Systeemtheorieën (Systems/context theories) van ontwikkeling:
Veranderingen over leven komen voort uit transacties tussen de veranderende omgeving en het veranderende organisme.
Het is een dynamisch systeem waarin nature en nurture vervagen.
Bronfenbrenner’s Bioecological Model:
Een ontwikkelend persoon bevindt zich in een serie van omgevingssystemen wie met elkaar en het individu interacteren om ontwikkeling te veroorzaken.
Antwoorden over waarom bepaalde uitkomsten gebeuren zijn complex en hangen af van vele factoren.
Benoem de systemen van Brofenbrenner’s bioecological model
- Microsysteem: onmiddelijke fysieke/sociale omgeving, face-to-face interactie. Vaak familie dagopvang, peergroepen.
- Mesosysteem: interrelaties tussen verschillende microsystemen. B.v. interactie familie en school.
- Exosysteem: sociale omgevingen die niet direct worden ervaren maar wel invloed hebben op ontwikkeling, zoals stress van ouders door hun werk.
- Macrosysteem: culturele en maatschappelijke context waarin de andere systemen zich bevinden.
- Chronosysteem: mensen en hun omgevingen en de relaties daartussen veranderen over tijd. Dit is de tijd dimensie, dus geen momentopname.
Proximal processes:
(Brofenbrenner’s bioecological model)
Herhalende, wederkerige interacties tussen het individu en anderen, objecten en symbolen die ontwikkeling leiden naar een effectievere functionering.
Noem een voorbeeld van een proximal proces in een microsysteem.

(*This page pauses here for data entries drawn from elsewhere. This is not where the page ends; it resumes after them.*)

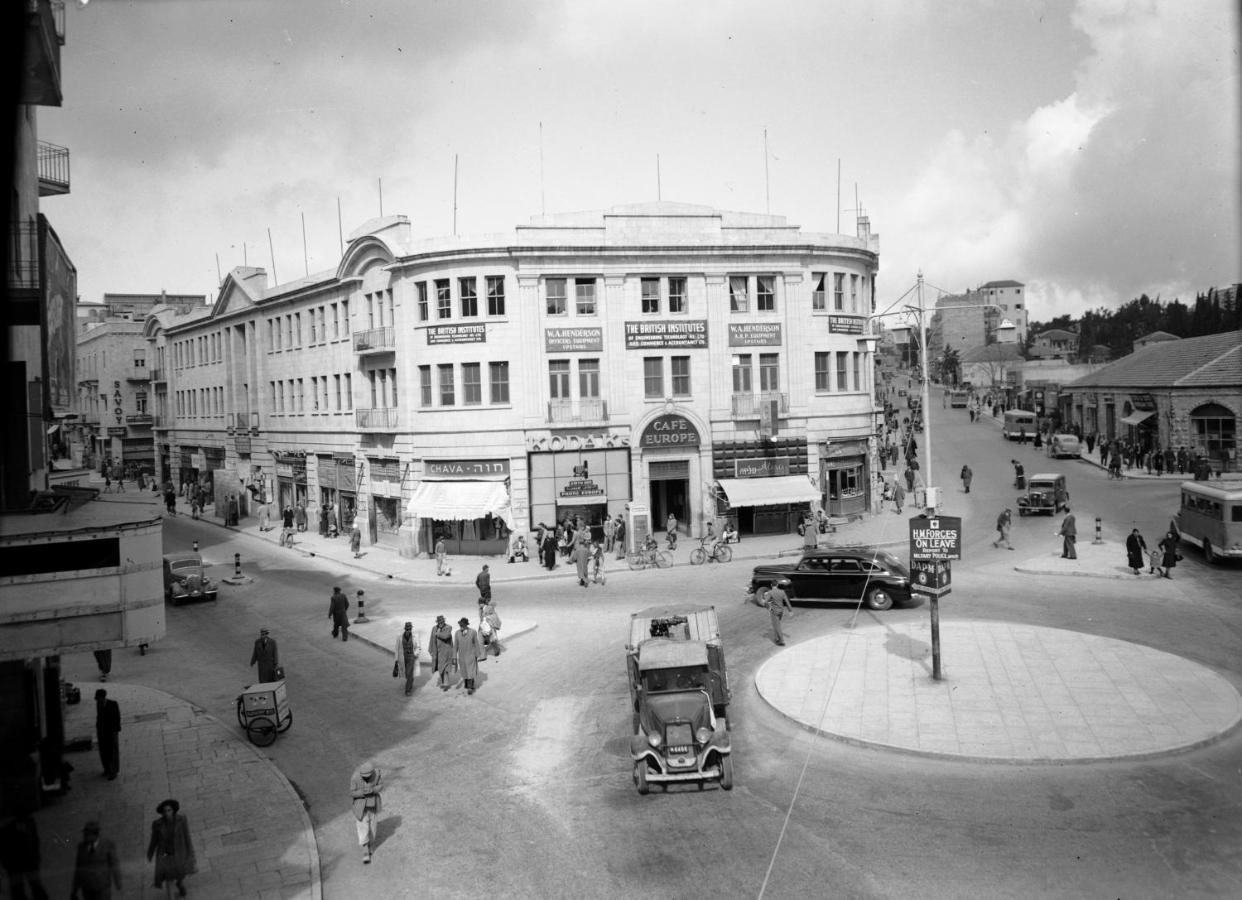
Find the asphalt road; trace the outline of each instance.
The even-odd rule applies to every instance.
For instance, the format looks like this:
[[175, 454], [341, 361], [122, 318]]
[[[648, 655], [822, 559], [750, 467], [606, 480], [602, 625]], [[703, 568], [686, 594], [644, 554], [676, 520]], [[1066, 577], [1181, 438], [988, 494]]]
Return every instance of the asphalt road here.
[[[1082, 463], [1041, 467], [1033, 449], [1006, 444], [990, 426], [938, 427], [958, 426], [955, 413], [965, 422], [964, 412], [932, 412], [945, 511], [966, 518], [966, 559], [955, 564], [944, 618], [1135, 641], [1242, 686], [1236, 567], [1208, 570], [1189, 552], [1159, 592], [1125, 580], [1015, 574], [1016, 560], [1057, 546], [1059, 516], [1015, 518], [1018, 550], [991, 547], [996, 511], [1015, 497], [1009, 459], [1017, 453], [1027, 456], [1027, 472], [1069, 475], [1084, 540], [1086, 523], [1102, 515], [1114, 538], [1136, 521], [1151, 541], [1174, 508], [1171, 482], [1117, 484]], [[956, 480], [963, 462], [975, 470], [969, 497]], [[170, 608], [168, 638], [147, 657], [118, 654], [116, 677], [230, 721], [236, 694], [252, 680], [251, 642], [261, 626], [272, 628], [294, 722], [267, 752], [307, 799], [329, 899], [1242, 895], [1240, 735], [1156, 760], [1073, 766], [929, 760], [812, 735], [754, 690], [756, 667], [776, 648], [766, 613], [741, 602], [746, 564], [625, 572], [589, 590], [571, 581], [502, 586], [502, 614], [534, 619], [538, 629], [484, 664], [474, 696], [422, 685], [406, 699], [390, 657], [329, 638], [332, 586], [350, 595], [363, 587], [369, 597], [409, 591], [426, 622], [472, 608], [472, 593], [371, 582], [201, 524], [166, 526], [169, 545], [194, 536], [221, 562], [241, 549], [256, 583], [226, 590], [215, 606]], [[627, 754], [627, 621], [677, 598], [720, 611], [738, 786], [640, 797]], [[922, 605], [887, 613], [799, 608], [787, 632], [797, 641], [925, 616]], [[87, 654], [67, 668], [88, 675], [93, 664]], [[348, 812], [349, 773], [363, 757], [378, 760], [389, 783], [370, 866], [358, 858]]]

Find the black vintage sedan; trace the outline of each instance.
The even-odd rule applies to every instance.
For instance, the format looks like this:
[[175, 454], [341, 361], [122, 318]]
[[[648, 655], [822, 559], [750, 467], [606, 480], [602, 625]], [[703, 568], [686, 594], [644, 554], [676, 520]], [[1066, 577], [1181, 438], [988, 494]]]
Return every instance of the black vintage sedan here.
[[797, 562], [755, 566], [746, 598], [764, 606], [768, 590], [781, 578], [795, 602], [866, 601], [871, 610], [888, 610], [910, 598], [910, 570], [887, 550], [827, 547], [807, 550]]

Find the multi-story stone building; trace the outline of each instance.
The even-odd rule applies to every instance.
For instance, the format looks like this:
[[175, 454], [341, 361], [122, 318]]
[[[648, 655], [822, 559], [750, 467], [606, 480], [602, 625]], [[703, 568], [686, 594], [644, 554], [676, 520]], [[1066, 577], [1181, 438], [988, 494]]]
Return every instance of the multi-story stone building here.
[[661, 202], [419, 243], [376, 220], [333, 272], [237, 268], [209, 315], [148, 323], [156, 456], [242, 514], [330, 508], [409, 554], [499, 552], [566, 515], [699, 534], [861, 513], [877, 267], [866, 220]]

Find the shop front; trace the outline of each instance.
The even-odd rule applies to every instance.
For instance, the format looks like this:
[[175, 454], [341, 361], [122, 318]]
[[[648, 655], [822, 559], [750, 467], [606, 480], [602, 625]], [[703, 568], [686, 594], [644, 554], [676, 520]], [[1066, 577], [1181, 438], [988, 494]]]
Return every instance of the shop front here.
[[508, 554], [509, 470], [508, 459], [425, 459], [409, 504], [417, 552], [432, 554], [443, 540], [450, 555]]
[[606, 441], [621, 444], [602, 436], [556, 436], [540, 442], [546, 452], [529, 454], [532, 530], [581, 519], [602, 540], [604, 521], [625, 514], [631, 500], [628, 442], [607, 448]]
[[826, 441], [820, 444], [820, 487], [823, 511], [857, 518], [867, 511], [867, 441]]
[[719, 442], [712, 466], [717, 515], [743, 535], [792, 534], [820, 503], [807, 477], [805, 438]]
[[396, 458], [368, 457], [370, 500], [366, 528], [371, 544], [397, 545], [401, 530], [401, 463]]

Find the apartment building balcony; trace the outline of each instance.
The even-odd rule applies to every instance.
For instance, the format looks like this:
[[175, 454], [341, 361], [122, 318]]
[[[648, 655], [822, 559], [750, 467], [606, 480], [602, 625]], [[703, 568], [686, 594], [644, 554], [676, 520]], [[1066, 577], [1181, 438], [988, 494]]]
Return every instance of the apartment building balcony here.
[[25, 58], [19, 103], [58, 107], [61, 47], [65, 45], [65, 0], [24, 0], [26, 6]]
[[[776, 403], [776, 413], [789, 415], [789, 395], [784, 391], [761, 391], [759, 394], [734, 394], [733, 418], [763, 418], [764, 406]], [[769, 410], [771, 407], [769, 406]]]
[[391, 325], [354, 331], [354, 353], [368, 356], [396, 351], [396, 330]]
[[548, 422], [586, 425], [609, 421], [609, 403], [599, 397], [579, 400], [549, 400]]
[[39, 196], [70, 192], [70, 149], [39, 142]]
[[394, 432], [400, 416], [395, 406], [376, 410], [354, 410], [354, 422], [359, 431]]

(Brofenbrenner’s bioecological model)
Familie microsysteem proximal process: samen verhaaltjes lezen wordt complexer naarmate kind ouder wordt en helpt bij taalvaardigheden.
PPCT model:
Grond van bioecologisch model. Volgens Brofenbrenner en Morris moeten onderzoekers ontwikkeling examineren als een functie van 4 factoren.
- Proces: proximale processen. Terugkerende omgeving/persoon interacties in opvoeding van kind, complexer wordend met tijd. B.v. wekelijks schaken met kind.
- Persoon: invloed van individuele verschillen op proximal processes /sociale interactie. B.v. hoe verschillen mensen die niet/wel horen?
- Context: de 5 systemen (micro meso etc) is het anders in verschillende landen?
- Tijd: micro, meso en macro time. Micro is wat gebeurt tijdens specifieke perioden van proximal processes, Meso is hoe lang ze duren (bv dagen, weken) en Macro is hoe culturen veranderen over tijd.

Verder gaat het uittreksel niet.